Why should this come to mind a half century later? Maybe, it was something I read recently that clenched my soul, begging me to reach out to new thoughts and ideas that have surfaced in my mind. There are and always have been a multitude of Indian tribes. From the Alaskan Inuit to the Florida Seminole; the Yana and Yuma of California to the Wabanaki nation in Maine; Cherokee to Comanche; the Ojibway of the northern woodlands to the Choctaw of the lower Mississippi all shared a common spiritual premise.

Big Thunder of the Wabanaki nation once said, “ The Great Spirit is our Father, but the earth is our Mother, She nourishes us; that which we put into the ground she returns to us…” Tecumseh, a Shawnee, stated, “The sun is my Father, and the earth is my Mother, on her bosom I will rest.” Like other cultures, Native Americans had their myths to account for the origin of the cosmos and life.

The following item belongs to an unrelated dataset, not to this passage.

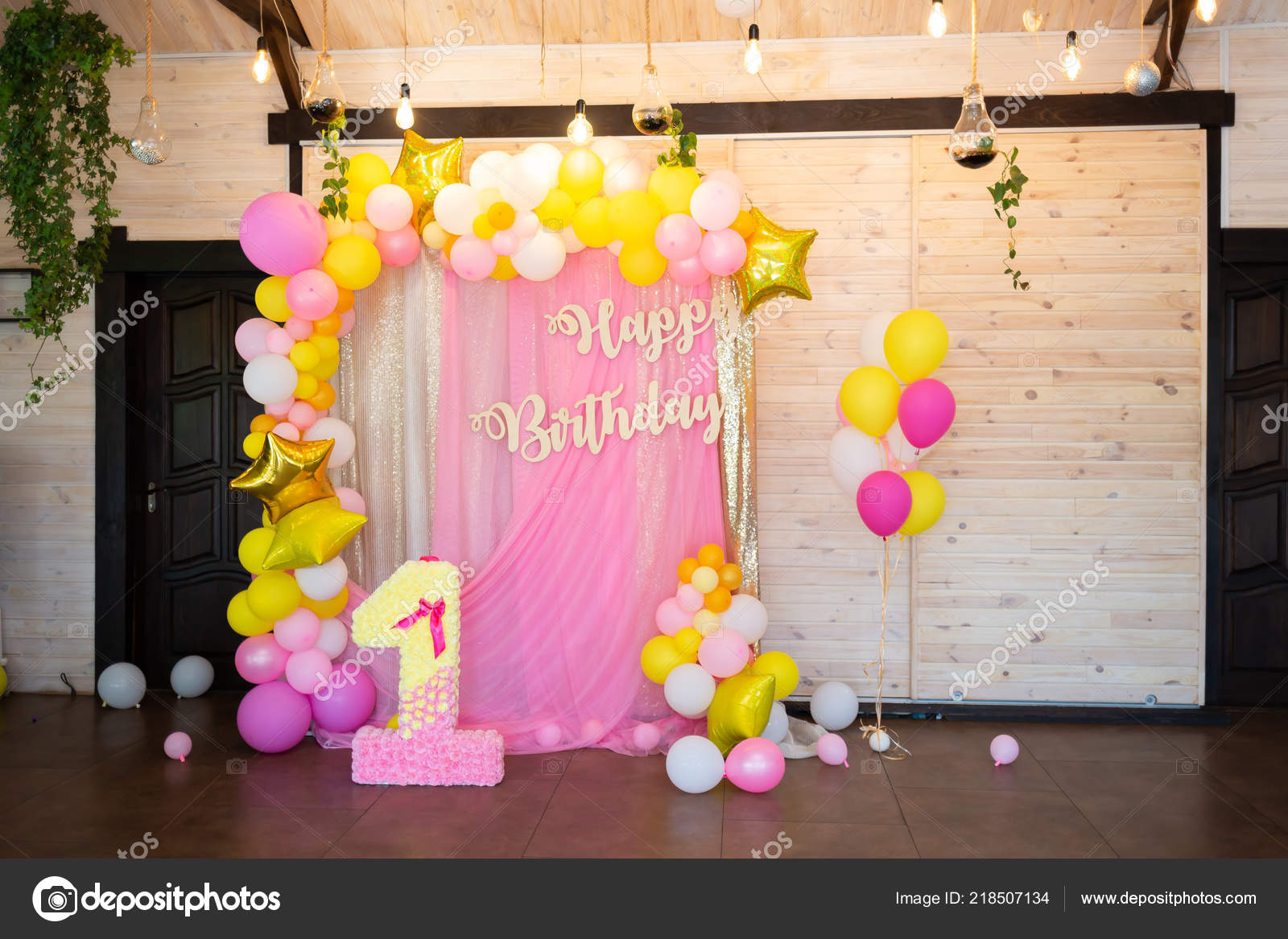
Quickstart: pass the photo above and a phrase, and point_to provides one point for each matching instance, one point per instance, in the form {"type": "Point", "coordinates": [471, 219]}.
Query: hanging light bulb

Unlike some other cultures, Native Americans, or Indians if you prefer, viewed all animate or inanimate, as we would view it, life as having a spirit of equality. Native American myths had a more whimsical quality than other ancient cultures often dwelling in a cartoon like atmosphere, a childish quality, where beavers, chipmunks, spiders and ravens held center stage in the formation of the universe. The food of the earth, grains and cereals , were as sacred as the mountains, rivers and forests. The spirits of the hunted animals, buffalo and deer, held no animosity as long as the hunter ritually respected the value of the animal in providing food and clothing. Wonder why we didn't learn from this.

Ho hum, what laborious thought. Today, rivers and streams are polluted in the name of progress and landfills overflow. Natural resources diminish . Slaughter houses and packing plants only survive with the aid of marginal ratings granted by a bureaucratic regulatory scheme. “Big Oil” stands by twiddling their thumbs and whistling a happy tune as the price at the pump goes up . Retailers purchase from abroad; corporations outsource in the same manner. Developers rape the land, to build commercial ventures. We engage in wars for less than reputable reasons . Our humanitarian efforts are rebuffed by tyrannical regimes and we simply turn away.

The Indians had it right, but we didn’t hear the message. All we have is sacred to life.